[PATCH] arm64: support do_csum with neon
chenzhou
chenzhou10 at huawei.com
Mon Jan 15 17:07:01 PST 2018
Hi Robin,
-----Original Message-----
From: Robin Murphy [mailto:robin.murphy at arm.com]
Sent: Friday, January 12, 2018 8:23 PM
To: chenzhou; catalin.marinas at arm.com; will.deacon at arm.com
Cc: linux-arm-kernel at lists.infradead.org
Subject: Re: [PATCH] arm64: support do_csum with neon
On 12/01/18 11:53, Chen Zhou wrote:
> On arm64 little endian such as the Cortex-A57, the neon based
> implementation performance increases by about 70% when len is greater
> than 512.
Um, I don't see the kernel-mode NEON infrastructure being used anywhere here.

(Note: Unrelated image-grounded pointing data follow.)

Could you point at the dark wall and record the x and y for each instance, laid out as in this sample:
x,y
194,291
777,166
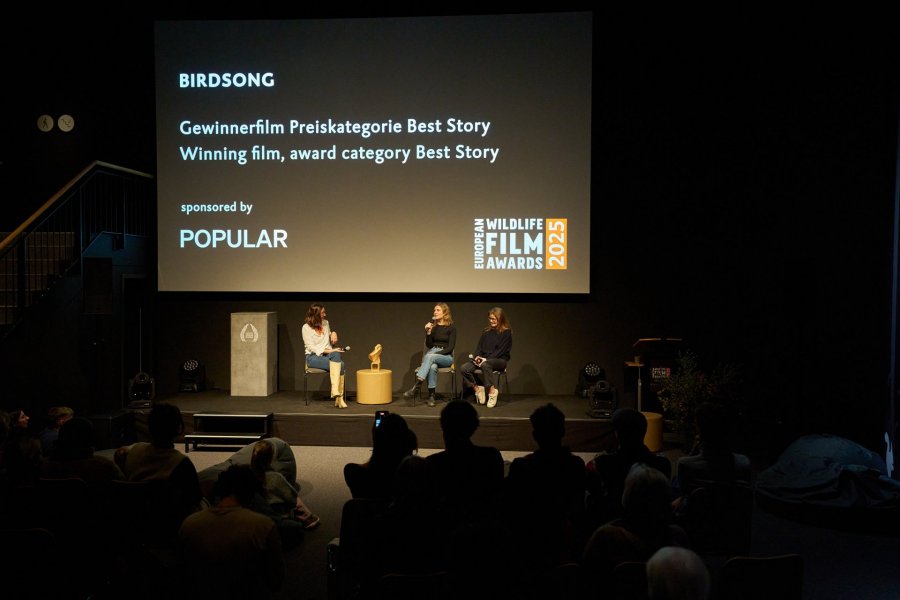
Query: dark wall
x,y
742,199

Blindly destroying someone else's register context is never going to end well, regardless of how fast you can do it...
Robin.
Thank you very much for your review. You're right. I don't think about whether the
systems support NEON and don't put kernel_neon_begin and kernel_neon_end
calls around NEON code. I will fix this up later.
Thanks
Chen Zhou
> Signed-off-by: Chen Zhou <chenzhou10 at huawei.com>
> ---
> arch/arm64/include/asm/checksum.h | 3 +
> arch/arm64/lib/Makefile | 1 +
> arch/arm64/lib/do_csum.S | 177 ++++++++++++++++++++++++++++++++++++++
> 3 files changed, 181 insertions(+)
> create mode 100644 arch/arm64/lib/do_csum.S
>
> diff --git a/arch/arm64/include/asm/checksum.h
> b/arch/arm64/include/asm/checksum.h
> index 09f6533..e300782 100644
> --- a/arch/arm64/include/asm/checksum.h
> +++ b/arch/arm64/include/asm/checksum.h
> @@ -26,6 +26,9 @@ static inline __sum16 csum_fold(__wsum csum)
> }
> #define csum_fold csum_fold
>
> +#define do_csum do_csum
> +extern unsigned int do_csum(const unsigned char *, size_t);
> +
> static inline __sum16 ip_fast_csum(const void *iph, unsigned int ihl)
> {
> __uint128_t tmp;
> diff --git a/arch/arm64/lib/Makefile b/arch/arm64/lib/Makefile index
> 1a811ec..5b6aa34 100644
> --- a/arch/arm64/lib/Makefile
> +++ b/arch/arm64/lib/Makefile
> @@ -3,6 +3,7 @@ lib-y := bitops.o clear_user.o delay.o copy_from_user.o \
> clear_page.o memchr.o memcpy.o memmove.o memset.o \
> memcmp.o strcmp.o strncmp.o strlen.o strnlen.o \
> strchr.o strrchr.o
> +lib-y += do_csum.o
>
> # Tell the compiler to treat all general purpose registers as
> # callee-saved, which allows for efficient runtime patching of the
> bl diff --git a/arch/arm64/lib/do_csum.S b/arch/arm64/lib/do_csum.S
> new file mode 100644 index 0000000..8e7b486
> --- /dev/null
> +++ b/arch/arm64/lib/do_csum.S
> @@ -0,0 +1,177 @@
> +/*
> + * Optmized version of the standard do_csum() function
> + *
> + * Parameters:
> + * x0 - address of buffer to checksum (const unsigned char *)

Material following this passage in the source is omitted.